Ella se rió, produciendo un sonido sin humor.

—¿Por qué estás tan obsesionado con ella?

Incluso ahora, después de todos estos meses, no puedes dejar de pensar en ella.

—Solo estoy obsesionado con ella porque tú y tu padre lo están.

Hay algo que no me estás diciendo.

—¿Algo como qué?

—estaba al borde de la histeria—.

Soy tu pareja, Lucas.

Me ofendes cada vez que traes el recuerdo de tu ex-pareja.

Me duele mucho.

Suspiré pellizcando el puente de mi nariz.

—Escúchame, Nessa.

Esto es sobre la manada.

Hay demasiados secretos alrededor de Lily, y están empezando a desentrañarse.

Necesito saber la verdad antes de que sea demasiado tarde.

Por un momento, no respondió.

Miró fijamente su copa como si estuviera buscando las respuestas en el líquido arremolinado.

Finalmente, dejó la copa y encontró mi mirada.

—Bien —dijo—.

¿Quieres saber la verdad?

Aquí está: Lily es la razón por la que mi madre murió.

Parpadeé, sorprendido.

—¿Qué?

Los labios de Vanessa se apretaron en una línea delgada.

—Ella es de una familia maldita y su presencia trae desgracia a quienes la rodean.

Sentí un escalofrío recorrer mi columna vertebral.

—¿Maldita?

—repetí, luchando por procesar sus palabras.

—Sí —Vanessa asintió pero no proporciona ninguna otra información.

Me recliné en mi silla, mi mente acelerada.

¿Podría ser cierto?

¿Estaba Lily realmente maldita?

¿O era esto solo otra mentira elaborada por el Alfa Gregory para justificar su crueldad?

—¿Y qué hay de su padre?

—insistí—.

Si el Alfa Gregory no es su padre biológico, ¿quién es?

Sus ojos se estrecharon.

—No lo sé.

—Vamos, Nessa —traté de ser dulce—.

Dime más.

Ella negó con la cabeza.

—No puedo.

Mi padre nunca me lo dijo.

Todo lo que sé es que mi padre siempre ha estado decidido a mantenerla bajo su control.

Eso es todo lo que sé.

Estudié a Vanessa cuidadosamente, buscando cualquier señal de que estuviera mintiendo.

Pero su expresión era una mezcla de amargura y algo más – algo que parecía casi como miedo.

—Estás ocultando algo —dije finalmente.

Su cabeza se levantó de golpe.

—¿Qué?

—Hay más en esta historia, ¿no es así?

—Me incliné hacia adelante—.

Sabes más de lo que me estás diciendo, más de lo que acabas de decirme.

Ella se puso de pie.

—Te he dicho todo lo que sé —dijo en un tono defensivo.

—¿De verdad?

—repliqué, poniéndome de pie también—.

¿O todavía estás tratando de proteger los secretos de tu padre?

Porque si es así, Vanessa, solo te estás poniendo a ti misma – y a esta manada – en peligro.

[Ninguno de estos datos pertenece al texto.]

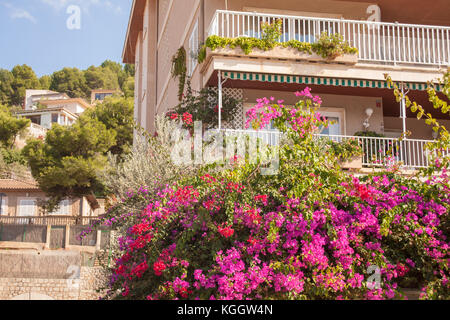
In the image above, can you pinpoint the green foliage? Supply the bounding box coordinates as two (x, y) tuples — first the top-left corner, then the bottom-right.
(84, 62), (120, 94)
(171, 47), (187, 101)
(312, 32), (358, 60)
(169, 81), (242, 129)
(0, 147), (29, 180)
(385, 72), (450, 174)
(50, 68), (89, 98)
(122, 76), (135, 98)
(23, 97), (134, 205)
(39, 75), (52, 90)
(0, 105), (30, 149)
(10, 64), (41, 106)
(81, 97), (134, 155)
(261, 19), (283, 48)
(0, 69), (14, 105)
(23, 117), (116, 200)
(354, 131), (385, 138)
(0, 60), (135, 107)
(198, 20), (358, 63)
(327, 139), (363, 161)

Ella apretó los puños a sus costados.

Por un momento, pareció que podría decir algo más, pero luego se dio la vuelta y caminó hacia la puerta.

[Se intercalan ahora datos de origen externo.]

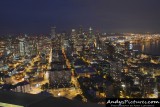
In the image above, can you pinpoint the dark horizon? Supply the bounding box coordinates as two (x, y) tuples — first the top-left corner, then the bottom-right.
(0, 0), (160, 35)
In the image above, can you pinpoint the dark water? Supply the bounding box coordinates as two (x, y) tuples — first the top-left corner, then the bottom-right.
(133, 40), (160, 56)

—¿Quieres saber la verdad, Lucas?

—lanzó por encima del hombro—.

Averígualo tú mismo.

Pero no vengas llorando a mí cuando no te guste lo que encuentres.

Con eso, salió furiosa.

La única manera de proteger a Lily hasta donde puedo ver ahora es convertirme en el Alfa lo más rápido y pronto posible.